When installing I matched them with the old ones and they were the same size. I also cycled the engine by hand to see that all rockers moved smoothly and valves closed completely. I understand that the engine won't stay running if I had these problems you've all mentioned but I can't even get it to turn over for 1 second. Nothing, not even a fast turn and backfire.. you take the carb off and spray starter fluid down the intake it should at least backfire right? I got nothing...

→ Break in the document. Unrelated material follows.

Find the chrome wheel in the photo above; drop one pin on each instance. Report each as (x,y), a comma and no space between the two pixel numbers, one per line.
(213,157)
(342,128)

I dunno if it applies to automobile engines but I've run lawn mower engines at 25psi(leaking valve). At the least, it proves when spark happens there was a explosion. Meaning there should be at least a poof or pop now and then. If cylinders are "washed" with gas, squirting a half ounce of motor oil in cylinders will bring compression up. If it doesn't increase, problem is a valve/timing issue. If plugs are not new, usually they won't fire when wet with gas.
60 should be enough for ignition. I assume this was a running engine immediately prior to the cleanup? When you replaced the points, was the condenser also replaced?
Have you gotten this engine running? How did you determine the valves were closing completely by cycling the engine? More detail please.
Yes points and condenser but I didn't buy it running so I can only assume based off the sellers info which was about a year ago now..
It was on a stand before install so I inspected all valves through exhaust ports and also before installing the heads. That was part of the top end rebuild to clean and seat each valve.
Are you absolutely positively sure you do not have the valve lash set too tight, therefore the valves are not allowed to entirely close or close late? That would lead to low compression and prevent the engine from firing. I use the following procedure for hydraulic lifters:
I've also attached a PDF file with the same instructions. The picture in my previous post may be difficult to read.
A stock 302/351 to '77 or so does not have a valve lash adjustment, these use positive stop rocker studs. Of course it may be possible to replace the jamb nuts with adj type and use locks. What I can't remember is if the thread pitch is same. With positive stop studs, adj nuts would allow opening lash but not reducing it.
Crazy Comet you are correct on a stock 302. But now after having looked back over this thread which began in 2016 and then jumped to very recent posts, I'm not sure we are discussing an in line 6 or a V8 engine not starting.